A spokesman said: "Our understanding is that if that had been acted on it would have prevented (the malware attack)".
"Since the global coordinated ransomware attack on thousands of private and public sector organisations across dozens of countries on Friday, there have been no sustained new attacks of that kind", the NCSC said.
The spread of the virus slowed over the weekend but the respite might only be brief, experts have warned. The latest virus exploits a flaw in Microsoft Windows first identified by USA intelligence.
Home Secretary Amber Rudd is due to chair a meeting of the Government's emergency Cobra committee on Whitehall at 5pm on Monday.
The cyberattack has hit 200,000 computers in more than 150 countries, according to Rob Wainwright, the executive director of Europol, the European Union's police agency.
"It seems inconceivable that organisations such as the NHS are prepared to jeopardise highly confidential patient data or critical infrastructure through inadequate cyber security that relies heavily on out-dated anti-virus technologies, when effective alternatives like file-regeneration are available".
Nevertheless, the attack hit 48 NHS Trusts, and a number are still affected, including London's Barts Health NHS Trust, which runs The Royal London Hospital, Newham Hospital, Whipps Cross Hospital, Mile End Hospital and St Bartholomew's Hospital.
This week NHS bosses and the Government were facing questions over why hospitals and Global Positioning System had been left vulnerable.
Smith's blog post did not address another factor in the ransomware's spread, one that hints at the difficulty of uniting against a hacking attack: Users of pirated Microsoft software are unable to download the security patch, forcing them to fend for themselves or rely on a third-party source for a solution.
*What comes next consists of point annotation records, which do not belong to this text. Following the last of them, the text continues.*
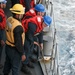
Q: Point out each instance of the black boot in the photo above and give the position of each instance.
(30, 64)
(25, 70)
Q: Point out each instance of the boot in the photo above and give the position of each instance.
(25, 70)
(30, 64)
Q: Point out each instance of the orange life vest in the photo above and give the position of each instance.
(37, 20)
(31, 3)
(3, 23)
(29, 14)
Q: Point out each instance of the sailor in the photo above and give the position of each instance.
(33, 27)
(2, 27)
(14, 41)
(14, 2)
(39, 9)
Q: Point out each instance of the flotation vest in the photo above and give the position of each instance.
(29, 14)
(12, 23)
(31, 3)
(37, 20)
(3, 23)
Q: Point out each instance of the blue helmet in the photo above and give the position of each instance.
(3, 1)
(39, 8)
(47, 20)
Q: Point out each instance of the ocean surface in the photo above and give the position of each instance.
(64, 16)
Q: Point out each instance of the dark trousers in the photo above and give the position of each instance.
(27, 51)
(13, 60)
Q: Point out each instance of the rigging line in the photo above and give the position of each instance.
(55, 39)
(43, 60)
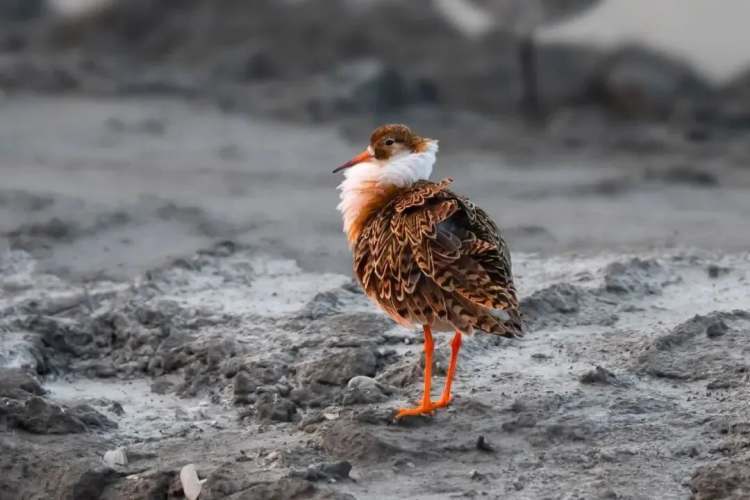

"Then first thing people should be doing (before checking email) when they got to their office this morning is updating their operating system, the Windows operating system, because that is the only thing that is going to protect them against this".
But Prime Minister Theresa May has rejected claims the Government ignored warnings the health service was vulnerable, and said the Government was putting £2bn into cyber security.
Queen Alexandra Hospital in Portsmouth was unaffected by the attack.
Another method, which preys on machines using outdated software, is visiting a malicious site.